That’s according to the latest Franklin & Marshall poll, which has Hillary Clinton at 47% and Donald Trump at 38%. Libertarian Party nominee Gary Johnson garnered 5%.
Last month, Clinton had a seven point advantage.
Those numbers are among likely voters, registered voters give Clinton a twelve point lead 48% to 36%.
Clinton’s favorability rating has jumped up to 47% (25% strongly, 22% somewhat) while her unfavorability rating sits at 50% (41% strongly, 9% somewhat).
On the other hand, Trump’s favorability dropped to 32% (20% strongly, 12% somewhat) and his unfavorability number hit 60% (54% strongly, 6% somewhat).
The Democratic nominee is ahead among the following groups: liberal (95/1), Democrats (78/11), nonwhites (72/16) Philadelphia residents (67/22), religiously unaffiliated (66/21), Allegheny residents (64/27) moderates (60/20), Southeast residents (59/33), those that don’t own a gun (58/28), those making over $75,000 a year (57/33), single never married (56/24), under 35 years old (55/19), those who aren’t born again Christian or Fundamentalist (55/32), Northeast residents (53/31), those with a college degree (53/33), independents (51/30), not currently married (50/33), females (49/37), full-time employees (49/37), retirees (48/39), whites (47/39), over 55 years old (47/40), 35 to 54 year olds (46/42), males (45/40), married (45/43), those with some college (45/43), those making under $35,000 a year (44/36), part-time employees (42/40) and Catholics (42/41).
The Republican nominee is ahead among the following groups: conservatives (77/7), Republicans (71/12), born again Christian or Fundamentalist (60/27), gun owners (56/31), Southwest residents (52/26), Protestants (51/37), Central residents (49/31), Northwest residents (49/37), high school graduate or less (46/35) and those making between $35,000 and $75,000 a year (44/39).
Franklin and Marshall also asked respondents a number of questions concerning the candidates’ personal attributes.
Clinton won on eight of the nine questions: has the experience to be President (60/18), is most prepared to handle foreign policy issues (60/23), beliefs are closest to how you feel about value issues (48/29), has the character and good judgment needed to be President (48/23) and best understands the concerns of ordinary Americans (48/32), will best protect the United States against terrorism (44/39), is most prepared to fix our economic problems (43/40) and is the most honest and trustworthy (34/29).
The other was a tie: will change government policies in a way that makes your life better (36/36).
Much like her convention bounce, Clinton is receiving another boost after the first debate.
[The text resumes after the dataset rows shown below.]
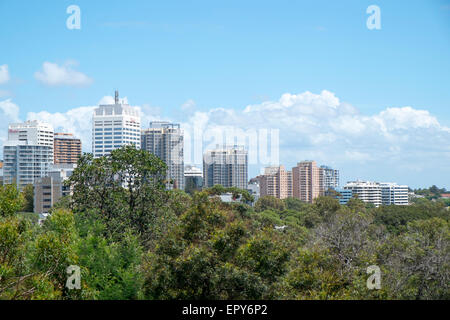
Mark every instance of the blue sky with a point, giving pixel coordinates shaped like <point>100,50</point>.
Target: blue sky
<point>231,54</point>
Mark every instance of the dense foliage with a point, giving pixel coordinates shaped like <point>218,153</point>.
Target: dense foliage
<point>133,239</point>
It’s worth remembering, though, that the DNC bounce faded so there’s no guarantee that these numbers will hold until November 8th. Nonetheless, the Democratic nominee is in a great position just over a month out.
This poll was conducted by the Center for Opinion Research at Franklin & Marshall College on behalf of the Center for Politics and Public Affairs. They surveyed 813 registered Pennsylvania voters, including 496 likely voters, from September 28th to October 2nd. The margin of error is +/- 4.8% for the registered voters results and +/- 6.1% for the likely voters results.